Sobre o avião militar, que chegou na terça-feira à ilha com bens de primeira necessidade, o comerciante diz que as quantidades são “insignificantes” face às necessidades.

“Falta de tudo. Está muito mau. Quem tem comércio não vive só dos bens essenciais. Falta o gás. Tenho carga comprada em Lisboa a meados de janeiro que já está paga e ainda não chegou. Zero”, descreve, dizendo que ainda não fechou o estabelecimento por “respeito” aos oito funcionários.

Jorge Costa, responsável por duas lojas de venda ao público e um armazém de distribuição por grosso, tem mercadoria “carregada em Lisboa a 24 de janeiro em contentores” que ainda não chegou à ilha.

O empresário ainda tem um ‘stock’ “muito reduzido” de bens essenciais, como farinha ou leite, mas existem “inúmeros” produtos em falta.

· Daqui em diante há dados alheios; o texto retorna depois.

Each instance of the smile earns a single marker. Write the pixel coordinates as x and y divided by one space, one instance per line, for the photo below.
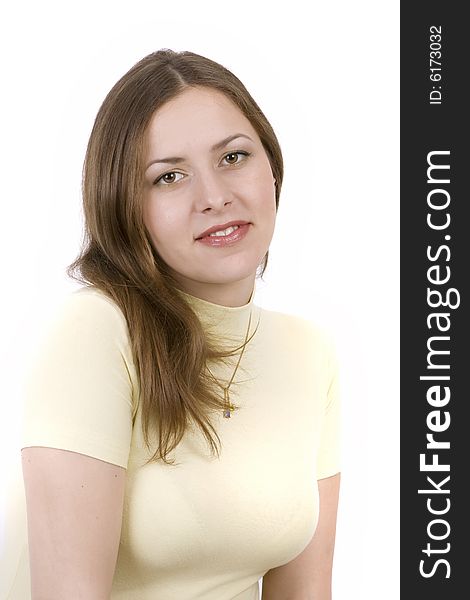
227 237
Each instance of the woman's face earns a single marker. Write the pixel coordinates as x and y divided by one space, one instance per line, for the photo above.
205 168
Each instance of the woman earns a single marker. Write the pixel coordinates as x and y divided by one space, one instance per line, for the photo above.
180 442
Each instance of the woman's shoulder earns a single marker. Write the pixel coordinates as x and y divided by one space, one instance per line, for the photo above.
86 313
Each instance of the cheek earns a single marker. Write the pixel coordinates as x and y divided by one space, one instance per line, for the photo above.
162 220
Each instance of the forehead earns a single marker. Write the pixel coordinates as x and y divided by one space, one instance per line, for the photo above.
196 115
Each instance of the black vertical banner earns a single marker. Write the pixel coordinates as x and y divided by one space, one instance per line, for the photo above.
435 257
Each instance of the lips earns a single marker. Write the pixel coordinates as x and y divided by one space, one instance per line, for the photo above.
220 228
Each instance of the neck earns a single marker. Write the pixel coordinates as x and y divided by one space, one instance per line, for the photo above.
233 294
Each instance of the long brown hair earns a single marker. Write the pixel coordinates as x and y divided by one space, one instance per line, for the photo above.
169 345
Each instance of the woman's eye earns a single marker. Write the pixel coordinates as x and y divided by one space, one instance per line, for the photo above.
234 157
168 178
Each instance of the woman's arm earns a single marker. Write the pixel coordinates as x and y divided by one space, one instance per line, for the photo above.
308 576
74 506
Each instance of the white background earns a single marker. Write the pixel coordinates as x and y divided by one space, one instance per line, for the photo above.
326 76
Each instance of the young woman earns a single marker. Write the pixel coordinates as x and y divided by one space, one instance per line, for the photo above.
180 442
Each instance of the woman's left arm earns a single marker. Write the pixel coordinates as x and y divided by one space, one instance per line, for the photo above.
308 575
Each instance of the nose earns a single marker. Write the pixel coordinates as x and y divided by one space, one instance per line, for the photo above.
212 193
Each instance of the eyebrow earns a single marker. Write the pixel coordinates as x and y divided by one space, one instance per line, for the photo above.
218 146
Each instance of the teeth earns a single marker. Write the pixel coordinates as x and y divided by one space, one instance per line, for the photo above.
225 232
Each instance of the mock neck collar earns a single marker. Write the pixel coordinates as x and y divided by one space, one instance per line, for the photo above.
230 321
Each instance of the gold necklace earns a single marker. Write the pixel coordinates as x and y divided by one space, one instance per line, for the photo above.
228 407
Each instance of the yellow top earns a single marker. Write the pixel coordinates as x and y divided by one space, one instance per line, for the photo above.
205 528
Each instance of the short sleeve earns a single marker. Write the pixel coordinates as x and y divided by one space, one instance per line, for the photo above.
78 394
328 457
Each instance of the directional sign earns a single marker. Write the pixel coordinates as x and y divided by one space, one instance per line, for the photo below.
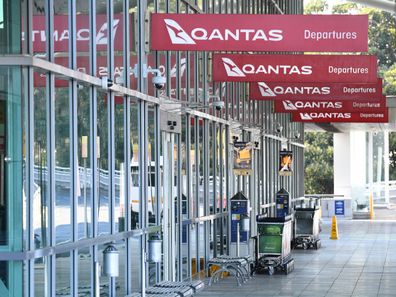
282 90
377 116
311 105
238 32
83 33
295 68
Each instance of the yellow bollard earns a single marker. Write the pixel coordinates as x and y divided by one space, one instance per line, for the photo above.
334 228
371 206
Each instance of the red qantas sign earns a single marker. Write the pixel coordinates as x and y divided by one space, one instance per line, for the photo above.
377 116
61 32
295 68
275 91
238 32
329 105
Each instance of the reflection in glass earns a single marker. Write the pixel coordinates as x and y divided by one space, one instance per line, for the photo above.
62 274
84 158
40 195
103 163
63 180
84 272
134 163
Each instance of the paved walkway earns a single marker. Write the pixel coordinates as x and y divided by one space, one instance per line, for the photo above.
361 263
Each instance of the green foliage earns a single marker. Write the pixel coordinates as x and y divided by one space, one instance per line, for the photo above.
315 6
318 156
392 155
344 8
390 81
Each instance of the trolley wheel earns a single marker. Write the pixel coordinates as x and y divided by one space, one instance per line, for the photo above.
289 267
318 244
271 270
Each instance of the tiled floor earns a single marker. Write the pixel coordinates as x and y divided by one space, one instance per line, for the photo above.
362 262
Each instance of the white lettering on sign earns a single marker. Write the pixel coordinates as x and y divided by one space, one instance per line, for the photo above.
266 91
325 115
347 70
332 35
362 90
372 115
179 36
277 69
288 105
366 105
83 34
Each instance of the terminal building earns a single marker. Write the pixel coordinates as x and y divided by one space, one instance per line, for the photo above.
100 155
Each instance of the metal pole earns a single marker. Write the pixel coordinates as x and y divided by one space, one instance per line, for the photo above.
85 197
238 238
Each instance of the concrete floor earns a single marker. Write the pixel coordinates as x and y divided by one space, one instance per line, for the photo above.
362 262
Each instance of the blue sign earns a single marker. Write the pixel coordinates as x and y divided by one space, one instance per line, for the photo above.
339 207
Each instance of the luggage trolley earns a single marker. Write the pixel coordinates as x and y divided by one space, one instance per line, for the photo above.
307 226
273 245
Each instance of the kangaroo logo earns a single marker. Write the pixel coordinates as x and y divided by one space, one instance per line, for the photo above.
305 116
182 68
232 69
288 105
265 90
102 36
177 34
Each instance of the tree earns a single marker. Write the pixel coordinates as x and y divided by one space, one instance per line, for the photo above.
318 156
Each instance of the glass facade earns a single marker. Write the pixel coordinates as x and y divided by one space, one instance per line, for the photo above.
84 165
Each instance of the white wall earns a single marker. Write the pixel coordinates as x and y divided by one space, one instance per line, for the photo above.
350 163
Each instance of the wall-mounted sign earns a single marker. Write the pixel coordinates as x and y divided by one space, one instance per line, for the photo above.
298 91
375 116
242 158
62 34
285 162
339 207
329 105
238 32
295 68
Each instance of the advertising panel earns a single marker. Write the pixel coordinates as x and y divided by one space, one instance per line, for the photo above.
242 158
238 32
377 116
329 105
295 68
298 91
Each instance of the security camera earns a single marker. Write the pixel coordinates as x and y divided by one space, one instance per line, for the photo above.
218 105
296 135
159 82
106 82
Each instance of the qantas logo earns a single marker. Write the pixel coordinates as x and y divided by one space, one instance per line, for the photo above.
235 71
288 105
102 36
232 69
265 90
177 34
324 115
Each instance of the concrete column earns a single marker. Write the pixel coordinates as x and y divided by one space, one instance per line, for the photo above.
350 165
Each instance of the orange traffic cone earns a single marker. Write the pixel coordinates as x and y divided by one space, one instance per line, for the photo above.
334 228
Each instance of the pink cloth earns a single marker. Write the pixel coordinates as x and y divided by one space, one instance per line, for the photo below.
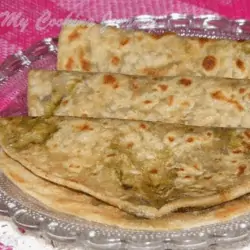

“Temos 18 funcionários. Manter a estrutura a trabalhar sem ter uma boa parte dos produtos é muito difícil. Não temos mais de 25% das referências que trabalhamos normalmente. Até agora, os apoios dados às empresas pelo Governo Regional foram zero”, condena, avisando que é “muito difícil” um negócio “sobreviver apenas com os produtos básicos” que têm “margens controladas”.

Jorge Costa aponta ainda um “problema grave com as mercadorias com a validade de 20 dias”, como o pão de forma.

“A economia da ilha das Flores está completamente estagnada. Os empresários da construção civil mandaram os funcionários para casa de férias. Não há cimento, nem ferro. Por consequência, não se entregam obras, nem há dinheiro a circular”.

Sobre o navio “Margareth” (que o Governo Regional fretou para abastecer a ilha a partir deste mês), Jorge Costa reconhece que vai “ajudar a resolver uma parte do problema”, mas alerta que as Flores “podem estar 20 dias com mau tempo” e as empresas “já estão muito descapitalizadas”.